CPR bersifat multidisiplin dan multienterprise, dan memiliki kemampuan untuk


menghubungkan informasi pasien di lokasi yang berbeda menurut pengenal pasien yang unik.
Meskipun ini adalah keuntungan utama dari sistem CPR, ada juga keuntungan lain dari
sistem catatan otomatis ini. CPR juga menyediakan akses untuk masalah kesehatan yang
lengkap dan akurat, status, dan data pengobatan; dan berisi peringatan (misalnya, interaksi
obat) dan pengingat (misalnya, pemberitahuan pembaruan resep) untuk penyedia layanan
kesehatan. Menurut laporan Institute of Medicine tahun 1991, catatan elektronik harus
mendukung sebagai berikut:

 Dokter dapat mengakses informasi pasien


 Hasil tes baru dan lama di beberapa perawatan
 Catatan yang terkomputerisasi
 Komputerisasi keputusan sistem pendukung untuk mencegah interaksi obat dan
meningkatkan kepatuhan dengan praktik terbaik
 Komunikasi elektronik yang aman antara penyedia dan pasien
 Pasien dapat mengakses catatan, manajemen alat-alat penyakit, dan sumber daya
informasi kesehatan
 Komputerisasi pada proses administrasi, seperti sistem penjadwalan
 Standar berbasis penyimpanan data elektronik
 Pelaporan untuk keselamatan pasien dan upaya surveilans penyakit.
Edisi kedua dari laporan ini dirilis pada tahun 1997, yang selanjutnya divalidasi untuk
pengembangan sistem otomatis rekam medis.  Sebagai sistem otomatis dikembangkan
sepanjang tahun 1990-an, perintah, transkripsi, dan fungsi pencitraan dokumen digabung
dengan fungsi CPR.  Pencitraan dokumen dan pencitraan disk optik disediakan alternatif
untuk mikrofilm tradisional atau sistem penyimpanan jauh karena catatan pasien
dikonversi menjadi gambar elektronik dan disimpan pada server atau disk optik.
Pencitraan Optical disk menggunakan teknologi laser untuk membuat gambar.
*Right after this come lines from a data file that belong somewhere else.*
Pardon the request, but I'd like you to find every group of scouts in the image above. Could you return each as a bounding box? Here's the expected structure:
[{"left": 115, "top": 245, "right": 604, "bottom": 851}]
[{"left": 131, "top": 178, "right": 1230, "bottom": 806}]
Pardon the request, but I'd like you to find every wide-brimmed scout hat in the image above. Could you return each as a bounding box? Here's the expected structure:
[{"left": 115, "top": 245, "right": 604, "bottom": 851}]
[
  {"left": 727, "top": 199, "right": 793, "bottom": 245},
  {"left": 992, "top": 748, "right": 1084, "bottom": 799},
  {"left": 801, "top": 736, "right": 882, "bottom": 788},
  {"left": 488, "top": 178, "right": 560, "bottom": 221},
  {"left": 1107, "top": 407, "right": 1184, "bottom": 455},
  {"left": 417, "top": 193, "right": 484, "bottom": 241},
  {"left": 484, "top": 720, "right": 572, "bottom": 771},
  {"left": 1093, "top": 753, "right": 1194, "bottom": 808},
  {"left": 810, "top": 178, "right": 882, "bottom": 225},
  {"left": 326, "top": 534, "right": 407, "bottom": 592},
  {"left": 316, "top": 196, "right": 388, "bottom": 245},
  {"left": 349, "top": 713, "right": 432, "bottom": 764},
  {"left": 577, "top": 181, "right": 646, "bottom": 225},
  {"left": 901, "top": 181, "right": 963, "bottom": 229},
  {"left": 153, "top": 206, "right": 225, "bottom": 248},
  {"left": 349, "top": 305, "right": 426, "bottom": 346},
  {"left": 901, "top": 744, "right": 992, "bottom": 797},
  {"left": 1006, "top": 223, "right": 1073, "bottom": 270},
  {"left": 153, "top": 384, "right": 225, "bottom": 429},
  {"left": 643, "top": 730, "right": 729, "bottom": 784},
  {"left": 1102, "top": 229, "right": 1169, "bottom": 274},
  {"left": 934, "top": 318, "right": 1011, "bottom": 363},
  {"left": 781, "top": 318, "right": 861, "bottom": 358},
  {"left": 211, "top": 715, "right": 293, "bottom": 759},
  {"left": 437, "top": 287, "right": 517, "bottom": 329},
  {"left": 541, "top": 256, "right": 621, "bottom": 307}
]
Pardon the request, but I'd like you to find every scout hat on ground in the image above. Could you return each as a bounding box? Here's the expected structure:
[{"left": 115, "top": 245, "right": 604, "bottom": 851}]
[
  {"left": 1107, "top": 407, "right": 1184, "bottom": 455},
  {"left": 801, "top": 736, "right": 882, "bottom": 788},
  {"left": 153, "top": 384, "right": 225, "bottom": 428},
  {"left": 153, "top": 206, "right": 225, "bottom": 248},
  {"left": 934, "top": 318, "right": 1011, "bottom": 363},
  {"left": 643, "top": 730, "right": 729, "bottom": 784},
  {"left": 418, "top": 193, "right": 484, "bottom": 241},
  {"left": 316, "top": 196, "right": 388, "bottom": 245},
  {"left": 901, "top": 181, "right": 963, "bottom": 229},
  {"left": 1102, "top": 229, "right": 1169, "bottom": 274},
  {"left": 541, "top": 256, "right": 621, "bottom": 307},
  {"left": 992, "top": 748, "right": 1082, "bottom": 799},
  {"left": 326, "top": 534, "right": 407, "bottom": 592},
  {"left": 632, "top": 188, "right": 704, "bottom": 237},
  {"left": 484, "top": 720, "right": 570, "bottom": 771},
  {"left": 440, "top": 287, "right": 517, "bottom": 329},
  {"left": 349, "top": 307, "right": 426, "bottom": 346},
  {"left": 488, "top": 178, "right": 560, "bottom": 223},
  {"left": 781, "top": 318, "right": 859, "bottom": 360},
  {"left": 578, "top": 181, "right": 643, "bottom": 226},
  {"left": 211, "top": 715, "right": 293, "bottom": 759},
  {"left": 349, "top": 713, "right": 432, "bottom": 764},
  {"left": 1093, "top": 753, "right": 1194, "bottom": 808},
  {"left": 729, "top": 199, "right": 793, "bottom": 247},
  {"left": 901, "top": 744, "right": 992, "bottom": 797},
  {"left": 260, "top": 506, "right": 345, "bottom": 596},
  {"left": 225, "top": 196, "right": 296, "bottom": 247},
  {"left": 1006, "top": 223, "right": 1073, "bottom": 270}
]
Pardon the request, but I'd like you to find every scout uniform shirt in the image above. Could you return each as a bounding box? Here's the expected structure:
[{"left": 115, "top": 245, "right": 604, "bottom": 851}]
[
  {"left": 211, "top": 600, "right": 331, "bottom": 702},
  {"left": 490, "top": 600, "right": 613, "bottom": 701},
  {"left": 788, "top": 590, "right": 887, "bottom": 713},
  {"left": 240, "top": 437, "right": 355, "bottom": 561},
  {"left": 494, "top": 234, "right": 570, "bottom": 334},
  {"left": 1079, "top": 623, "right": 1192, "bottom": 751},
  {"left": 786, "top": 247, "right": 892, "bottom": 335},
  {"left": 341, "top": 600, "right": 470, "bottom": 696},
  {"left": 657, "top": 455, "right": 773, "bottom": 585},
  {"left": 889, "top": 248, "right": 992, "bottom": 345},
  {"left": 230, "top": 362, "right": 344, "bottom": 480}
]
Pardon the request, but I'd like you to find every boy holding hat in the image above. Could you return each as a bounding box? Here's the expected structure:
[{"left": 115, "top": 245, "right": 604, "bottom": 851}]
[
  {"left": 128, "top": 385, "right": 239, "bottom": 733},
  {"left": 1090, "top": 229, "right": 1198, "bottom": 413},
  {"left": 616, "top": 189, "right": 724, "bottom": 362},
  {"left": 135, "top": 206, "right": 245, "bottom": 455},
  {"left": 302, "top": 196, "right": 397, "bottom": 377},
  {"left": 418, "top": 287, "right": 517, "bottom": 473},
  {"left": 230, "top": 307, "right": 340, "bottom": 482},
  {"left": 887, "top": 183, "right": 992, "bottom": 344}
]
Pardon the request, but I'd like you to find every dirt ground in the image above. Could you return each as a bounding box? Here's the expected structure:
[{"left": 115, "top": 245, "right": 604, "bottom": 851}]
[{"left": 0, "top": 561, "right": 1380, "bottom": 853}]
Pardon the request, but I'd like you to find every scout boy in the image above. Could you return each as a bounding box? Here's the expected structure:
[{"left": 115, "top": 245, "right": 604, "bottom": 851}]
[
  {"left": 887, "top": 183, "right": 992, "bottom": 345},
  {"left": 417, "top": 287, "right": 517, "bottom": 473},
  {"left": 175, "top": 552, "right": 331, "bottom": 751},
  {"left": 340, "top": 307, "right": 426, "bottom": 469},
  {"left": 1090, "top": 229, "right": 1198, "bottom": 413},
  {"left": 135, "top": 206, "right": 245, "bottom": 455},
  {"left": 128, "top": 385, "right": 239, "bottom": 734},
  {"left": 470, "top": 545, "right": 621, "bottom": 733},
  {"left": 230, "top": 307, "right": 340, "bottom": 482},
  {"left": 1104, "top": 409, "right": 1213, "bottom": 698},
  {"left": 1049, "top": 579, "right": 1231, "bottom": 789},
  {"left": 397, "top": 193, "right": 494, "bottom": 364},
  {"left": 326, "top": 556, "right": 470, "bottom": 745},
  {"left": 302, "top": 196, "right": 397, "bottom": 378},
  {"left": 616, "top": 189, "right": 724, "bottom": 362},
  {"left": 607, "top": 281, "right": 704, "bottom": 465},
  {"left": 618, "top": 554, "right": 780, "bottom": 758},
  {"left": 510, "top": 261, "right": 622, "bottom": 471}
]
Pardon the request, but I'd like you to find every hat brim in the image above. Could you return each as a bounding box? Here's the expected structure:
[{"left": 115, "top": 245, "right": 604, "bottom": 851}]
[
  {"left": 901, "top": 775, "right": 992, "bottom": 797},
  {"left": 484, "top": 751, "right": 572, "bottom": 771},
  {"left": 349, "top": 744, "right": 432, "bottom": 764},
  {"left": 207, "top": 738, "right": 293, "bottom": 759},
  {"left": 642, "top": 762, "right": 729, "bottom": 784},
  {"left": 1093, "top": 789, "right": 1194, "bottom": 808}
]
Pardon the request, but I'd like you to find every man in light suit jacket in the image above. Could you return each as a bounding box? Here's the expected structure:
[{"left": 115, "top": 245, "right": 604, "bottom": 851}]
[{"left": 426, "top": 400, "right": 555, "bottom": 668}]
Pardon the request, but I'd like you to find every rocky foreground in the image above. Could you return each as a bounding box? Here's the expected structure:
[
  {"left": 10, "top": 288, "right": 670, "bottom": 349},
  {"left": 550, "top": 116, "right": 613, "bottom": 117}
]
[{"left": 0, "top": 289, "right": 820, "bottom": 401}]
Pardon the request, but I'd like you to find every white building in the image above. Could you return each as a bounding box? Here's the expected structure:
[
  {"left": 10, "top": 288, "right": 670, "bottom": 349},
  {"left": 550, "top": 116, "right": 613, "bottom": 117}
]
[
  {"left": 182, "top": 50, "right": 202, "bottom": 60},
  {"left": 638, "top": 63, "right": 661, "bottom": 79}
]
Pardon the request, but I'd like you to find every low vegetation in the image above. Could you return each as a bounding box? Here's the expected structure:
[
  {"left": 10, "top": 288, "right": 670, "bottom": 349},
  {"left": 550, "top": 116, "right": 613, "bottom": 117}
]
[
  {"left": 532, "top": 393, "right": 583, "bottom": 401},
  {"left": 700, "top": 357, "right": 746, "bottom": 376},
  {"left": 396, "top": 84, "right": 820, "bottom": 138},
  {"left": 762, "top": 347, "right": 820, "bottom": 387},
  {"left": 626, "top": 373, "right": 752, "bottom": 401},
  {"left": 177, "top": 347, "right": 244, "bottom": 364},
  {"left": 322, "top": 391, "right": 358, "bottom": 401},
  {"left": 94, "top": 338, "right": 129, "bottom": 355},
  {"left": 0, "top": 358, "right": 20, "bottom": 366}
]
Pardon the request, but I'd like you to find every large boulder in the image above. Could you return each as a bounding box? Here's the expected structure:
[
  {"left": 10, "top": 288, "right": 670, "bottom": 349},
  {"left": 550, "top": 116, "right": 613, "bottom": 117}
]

Scanner
digunakan untuk menangkap gambar dalam kertas catatan ke media penyimpanan
elektronik.

2.2 E-Health di Indonesia


Indonesia harus memiliki arsitektur Electronic Health (e-health) nasional yang
didukung oleh road map buatan pemangku kepentingan di industri kesehatan agar Teknologi
Informasi Komunikasi (TIK) bisa optimal digunakan untuk kesejahteraan masyarakat.E-
Health merupakan suatu bentuk layanan kesehatan secara elektronis yang mempunyai tujuan
untuk mendukung kegiatan kesehatan secara umum dan meningkatkan kualitas
layanan.Roadmap ini harus menyangkut masalah aristektur teknologi, proses bisnis dan juga
tata kelola dengan segala regulasi pendukungnya.
Arsitektur teknologi sebaiknya dikaitkan dengan teknologi yang efisien tapi tetap
menjaga keamanan dan privacy pasien.Teknologi Cloud Computing bisa dijadikan sebagai
tulang punggungnya.TIK dengan perkembanganya memiliki sifat interaktif bergerak dengan
kecepatan tinggi sehingga memungkinkan untuk membantu manusia mengelola
kesehatannya.Saat ini masih terjadi disparitas layanan kesehatan di perkotaan dan di daerah.
Pemanfaatan kemajuan teknologi informasi akan dapat menekan kondisi tersebut dan juga
menghindari membludaknya jumlah pasien ke rumah sakit besar yang mestinya hanya
menangani pasien dengan tingkat kesulitan tertentu.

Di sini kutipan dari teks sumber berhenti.